Thursday, January 24, 2008

Brokeback Mountain vs. Wuthering Heights

Deep in the comment section about Heath Ledger's death over at Althouse, the discussion has turned into a debate comparing Brokeback Mountain to Wuthering Heights. The "Brokeback" fans are claiming that it's exceptional in the way that it shows Ledger's character's complete confusion about his attraction to Gyllenhall's character. Althouse parried with the point that Cathy's attraction to Heathcliff (Merle Oberon and Lawrence Olivier) is as completely alien, that Heathcliff is like a different species to her.

Now, you could argue that her idea of Heathcliff is just fanciful, and that Wuthering Heights is just another cheating spouse story. But then, the same logic can apply to Brokeback Mountain.

When we relate to stories strongly, we want to feel like they're exceptional, and we rarely want to step back and realize that we relate to triteness. (That's how things become trite in the first place.)

I haven't been in the mood for Ang Lee--well, since The Hulk--and Brokeback struck me as pretty trite. As Ace pointed out, if the same dialog came from a traditional cheating-on-spouse movie, it would be roundly mocked. And the concept really didn't seem that shocking (or interesting) when Kate Jackson and Harry Hamlin did it in 1982.

I should point out that I didn't (and don't) get Wuthering Heights, either. I haven't read it since I was a kid but my fallback for a lot of the romantic angst stuff is that scene in Moonstruck when Nic Cage tells Cher he loves her, so she slaps him and yells "Snap out of it!"


  1. Interesting factoids about Moonstruck for you. It was filmed in my neighborhood. The bakery was the Cammerie Bakery on the corner of Henry and Sacktett St. and was a popular bakery for most of my life. In 1995 it was sold by the owners to restauranter Alan Harding who was a pioneer in bringing Manhattan bullshit to Brooklyn. He opened a restaurant called the Red Rail which was a complete flop so he dumped which is what he usually does. Some pigeons are running it in the third or fifth permutation since the original sale. Now the reason why the family sold was the death of the son who was my age and was set to take over the baking. But he was killed in Time Square during his Bachelor party. The word was that his fiance took her wedding dress and burned it on Clinton St. but I don't know if that is true. The family recently combined with the Monteleones to open a joint bakery/pastry store which is across the street from my wife's store. It has a little cafe set up for pastry and expresso. I walked in one day and met Furio (Frederico Castelluno) from the Soprano's. But that's another story.

  2. Heath Ledger lived twelve blocks from the Moonstruck Bakery.

  3. Is it still an Italian neighborhood? I figured there weren't really many of those around any more.

    We don't have 'em out here at all.

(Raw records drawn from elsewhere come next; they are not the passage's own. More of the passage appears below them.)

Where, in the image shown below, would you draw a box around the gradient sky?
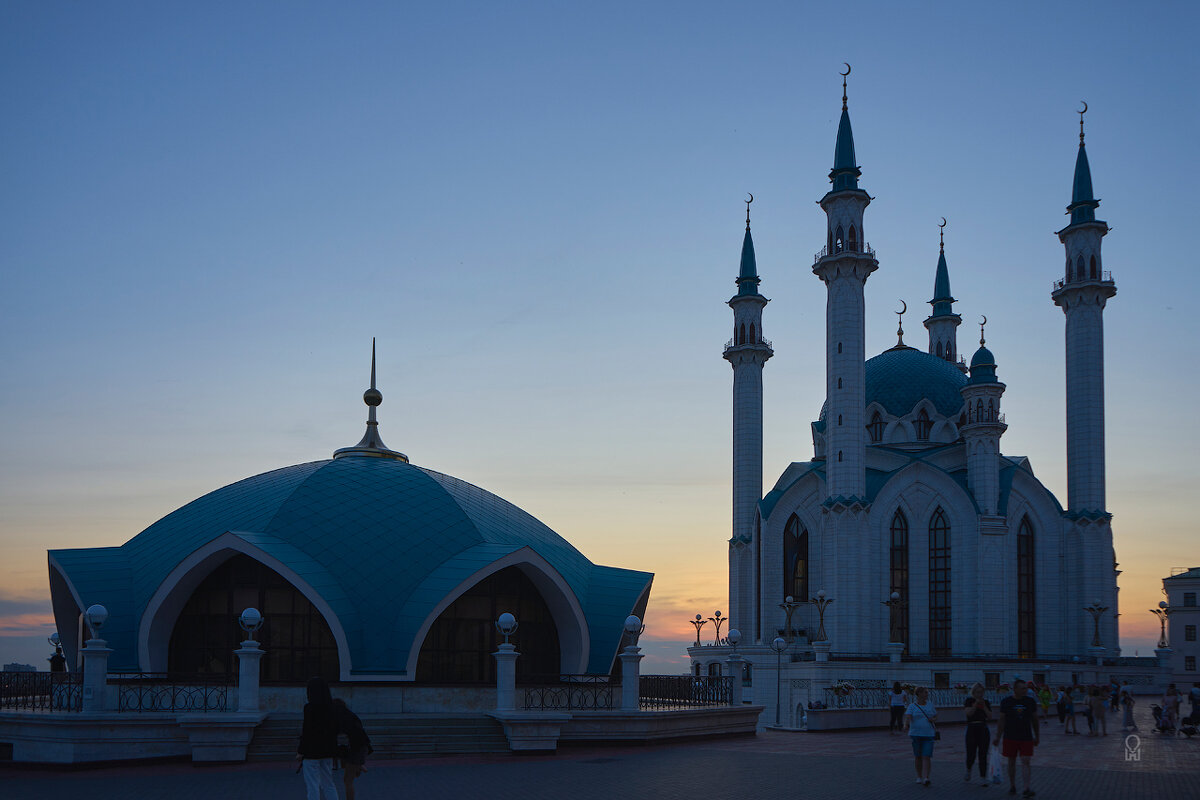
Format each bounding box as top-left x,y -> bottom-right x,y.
0,1 -> 1200,672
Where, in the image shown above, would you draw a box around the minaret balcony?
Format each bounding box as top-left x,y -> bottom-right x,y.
725,339 -> 774,353
812,242 -> 875,266
1050,270 -> 1112,293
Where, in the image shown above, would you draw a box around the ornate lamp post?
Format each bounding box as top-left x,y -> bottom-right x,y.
1084,600 -> 1109,648
779,595 -> 802,644
1150,600 -> 1171,649
770,636 -> 787,728
883,591 -> 904,642
812,589 -> 833,642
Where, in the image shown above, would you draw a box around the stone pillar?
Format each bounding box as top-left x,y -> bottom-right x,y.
82,639 -> 112,714
492,642 -> 521,711
620,644 -> 643,711
234,639 -> 263,711
725,652 -> 742,706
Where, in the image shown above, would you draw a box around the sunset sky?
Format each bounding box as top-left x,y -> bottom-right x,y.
0,1 -> 1200,672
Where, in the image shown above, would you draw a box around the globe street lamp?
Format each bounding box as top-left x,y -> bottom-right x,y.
1150,600 -> 1171,649
708,612 -> 728,644
770,636 -> 787,728
812,589 -> 833,642
779,595 -> 802,642
1084,600 -> 1109,648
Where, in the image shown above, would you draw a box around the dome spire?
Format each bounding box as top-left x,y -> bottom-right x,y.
334,336 -> 408,463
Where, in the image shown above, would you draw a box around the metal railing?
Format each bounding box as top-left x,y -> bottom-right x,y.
521,675 -> 620,711
0,672 -> 83,711
812,242 -> 875,264
1054,270 -> 1112,291
108,673 -> 232,712
638,675 -> 733,711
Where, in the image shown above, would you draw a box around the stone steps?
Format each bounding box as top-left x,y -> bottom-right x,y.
246,714 -> 509,762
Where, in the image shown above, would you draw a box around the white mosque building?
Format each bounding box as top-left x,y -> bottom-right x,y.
689,82 -> 1154,704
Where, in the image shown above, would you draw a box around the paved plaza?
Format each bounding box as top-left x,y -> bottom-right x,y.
0,700 -> 1200,800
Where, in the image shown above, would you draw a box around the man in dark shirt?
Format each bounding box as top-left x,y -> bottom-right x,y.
996,678 -> 1038,798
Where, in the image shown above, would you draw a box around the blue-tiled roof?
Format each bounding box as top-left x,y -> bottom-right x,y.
50,457 -> 653,673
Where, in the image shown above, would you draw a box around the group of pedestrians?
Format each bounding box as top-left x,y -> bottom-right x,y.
889,679 -> 1040,798
296,678 -> 373,800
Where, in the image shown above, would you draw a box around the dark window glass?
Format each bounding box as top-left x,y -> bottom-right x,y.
416,566 -> 559,684
888,510 -> 908,650
1016,517 -> 1037,658
916,409 -> 934,441
929,509 -> 950,656
866,411 -> 883,441
167,554 -> 340,682
784,513 -> 809,602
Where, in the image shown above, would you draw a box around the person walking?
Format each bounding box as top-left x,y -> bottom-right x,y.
904,686 -> 937,786
888,681 -> 908,735
296,676 -> 337,800
996,678 -> 1039,798
1121,691 -> 1138,730
962,684 -> 991,786
334,698 -> 374,800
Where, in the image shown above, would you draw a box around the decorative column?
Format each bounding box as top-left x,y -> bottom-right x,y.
620,614 -> 646,711
234,608 -> 263,711
492,612 -> 521,711
82,604 -> 112,714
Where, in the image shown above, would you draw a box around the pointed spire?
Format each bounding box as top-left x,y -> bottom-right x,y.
829,64 -> 863,192
929,217 -> 954,317
334,336 -> 408,463
738,194 -> 761,295
1067,102 -> 1100,225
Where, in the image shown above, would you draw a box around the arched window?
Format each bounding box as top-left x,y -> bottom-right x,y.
916,409 -> 934,441
784,513 -> 809,602
416,566 -> 559,684
167,553 -> 340,681
929,506 -> 950,656
1016,516 -> 1037,658
888,509 -> 908,650
866,411 -> 883,443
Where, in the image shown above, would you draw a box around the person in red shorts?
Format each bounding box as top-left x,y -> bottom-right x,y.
996,678 -> 1038,798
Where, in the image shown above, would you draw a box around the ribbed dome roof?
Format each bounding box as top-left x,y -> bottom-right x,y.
821,347 -> 967,420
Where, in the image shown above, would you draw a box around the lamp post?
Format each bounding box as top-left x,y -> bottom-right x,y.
770,636 -> 787,728
697,612 -> 728,644
779,595 -> 802,643
1084,600 -> 1109,648
812,589 -> 833,642
1150,600 -> 1171,648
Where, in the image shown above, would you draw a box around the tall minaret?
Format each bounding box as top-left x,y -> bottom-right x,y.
925,217 -> 962,363
812,68 -> 878,506
1050,106 -> 1117,515
725,194 -> 774,640
1050,103 -> 1118,655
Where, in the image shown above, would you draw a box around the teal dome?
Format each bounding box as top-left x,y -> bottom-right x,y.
821,347 -> 967,420
50,456 -> 652,674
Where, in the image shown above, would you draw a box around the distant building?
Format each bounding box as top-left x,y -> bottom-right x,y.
1163,566 -> 1200,686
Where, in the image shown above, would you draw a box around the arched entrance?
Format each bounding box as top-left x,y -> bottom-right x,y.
416,566 -> 560,684
167,554 -> 338,682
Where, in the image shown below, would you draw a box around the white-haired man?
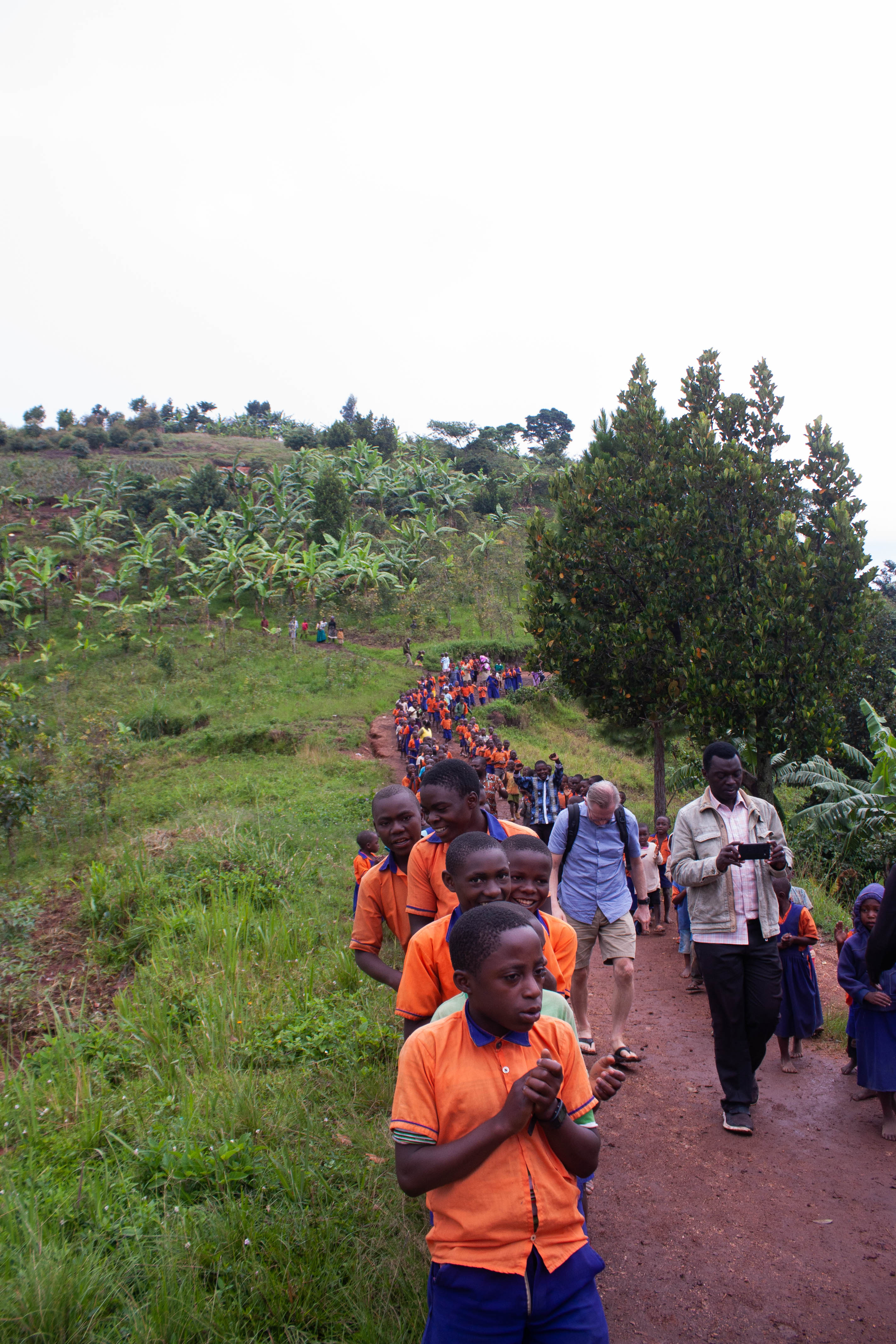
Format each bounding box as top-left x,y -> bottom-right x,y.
548,780 -> 650,1064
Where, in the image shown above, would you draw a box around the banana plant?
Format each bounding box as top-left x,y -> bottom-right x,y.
21,546 -> 62,621
59,504 -> 124,593
779,700 -> 896,856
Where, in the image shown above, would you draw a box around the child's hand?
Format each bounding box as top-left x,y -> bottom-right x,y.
588,1055 -> 626,1101
524,1050 -> 563,1120
498,1074 -> 532,1134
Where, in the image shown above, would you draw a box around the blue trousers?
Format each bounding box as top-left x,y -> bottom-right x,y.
422,1246 -> 608,1344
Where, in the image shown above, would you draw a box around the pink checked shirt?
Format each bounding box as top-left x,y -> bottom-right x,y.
698,793 -> 759,946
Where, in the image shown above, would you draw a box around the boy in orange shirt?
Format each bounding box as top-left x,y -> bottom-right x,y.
348,784 -> 423,989
395,832 -> 575,1040
502,835 -> 578,999
395,831 -> 511,1040
352,831 -> 380,914
407,761 -> 531,933
389,903 -> 623,1344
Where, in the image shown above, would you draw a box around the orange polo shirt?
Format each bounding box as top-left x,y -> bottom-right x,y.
389,1011 -> 595,1274
539,910 -> 579,999
400,903 -> 576,1022
349,854 -> 414,962
407,806 -> 535,919
352,849 -> 373,882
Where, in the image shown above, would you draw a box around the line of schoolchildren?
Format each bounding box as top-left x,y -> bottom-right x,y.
349,668 -> 896,1344
349,757 -> 623,1344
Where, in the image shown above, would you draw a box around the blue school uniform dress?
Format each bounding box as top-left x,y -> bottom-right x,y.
837,883 -> 896,1091
775,906 -> 825,1040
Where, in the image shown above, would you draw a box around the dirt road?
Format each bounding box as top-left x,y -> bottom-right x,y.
588,934 -> 896,1344
371,715 -> 896,1344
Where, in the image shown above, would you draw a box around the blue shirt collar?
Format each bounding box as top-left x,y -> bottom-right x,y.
467,1005 -> 529,1046
426,808 -> 507,844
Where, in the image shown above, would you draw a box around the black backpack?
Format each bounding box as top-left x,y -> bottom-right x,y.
557,804 -> 641,882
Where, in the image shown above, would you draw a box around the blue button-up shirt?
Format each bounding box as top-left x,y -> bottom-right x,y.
548,802 -> 641,923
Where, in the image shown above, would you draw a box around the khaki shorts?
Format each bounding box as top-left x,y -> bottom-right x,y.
567,906 -> 637,970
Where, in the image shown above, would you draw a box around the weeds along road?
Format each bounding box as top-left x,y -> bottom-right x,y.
371,714 -> 896,1344
588,931 -> 896,1344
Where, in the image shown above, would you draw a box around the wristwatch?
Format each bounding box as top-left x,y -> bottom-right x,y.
536,1097 -> 569,1129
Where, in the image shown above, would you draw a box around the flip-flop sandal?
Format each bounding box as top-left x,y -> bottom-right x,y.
613,1046 -> 641,1068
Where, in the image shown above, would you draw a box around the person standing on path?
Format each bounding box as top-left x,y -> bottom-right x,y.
548,780 -> 645,1064
669,742 -> 792,1134
520,751 -> 563,844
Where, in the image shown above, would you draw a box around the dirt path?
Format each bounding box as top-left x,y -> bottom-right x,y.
371,714 -> 896,1344
588,934 -> 896,1344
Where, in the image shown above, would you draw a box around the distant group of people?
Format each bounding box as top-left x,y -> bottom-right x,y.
340,657 -> 896,1344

We got all kinds of East Asians, Russians, Middle Easterners, and Latin Americans, but not so much in the way of western (or even Eastern) Europeans or Africans, at least not enough to have any bona fide "neighborhoods".

    I think it's the high mobility, in part that does it. You have to move here en masse to make a neighborhood, and then you have to be able to stay rooted in one place. And I think the average length of stay at any one residence is about five years.

  4. Well the demographics of brownstone brooklyn has always changed. When I was growing up in the 50's and 60's the neighborhood was 99% Italian, and it has shifted downward ever since. What happened was that the parents remained and the kids went over the guinea gangplank to Staten Island or Long Island or Califorina or whatever. My first grade class at Sacred Hearts grammer school had 158 students. There are five of us who still live in the neighborhood. As the old folks die off, the kids want to sell off the brownstones because they can get a million or more. With the changes in the estate tax laws during the Bush administration you would be foolish not to sell because you know the Dems are going to bring the death tax back big time. I am in a unique position since I know all the oldtimers since I was a kid and have met a lot of the liberals since I do the taxes for a lot of businesses in the area and meet people that way. By the way we call the newcomers liberals not yuppies. Heath Ledger bought his house about five blocks from my mom on Hoyt St., one block from were my dad grew up. Interestingly his house is two blocks away from the projects, the Gowanus Houses which used to be pretty bad back in the day but got cleaned up during Giuliani time. If you actually talk to the people who live in the projects like I have, you will find that they are pretty happy about that. The regular working stiff guys I grew up with and played ball with, not the political types who have a different agenda.

  5. Actually, that's not far from the way it is here. Most everyone I grew up with has moved away. Once you move away, it's hard to come back: The expense, the crowds, the other small costs of big city life--harder to take once you've stepped away for a while.

    Hell, this neighborhood was borderline rural when I was a kid. We still have a few stables around at least. Not so much in the way of empty lots.


Grab an umbrella. Unleash hell. Your mileage may vary. Results not typical. If swelling continues past four hours, consult a physician.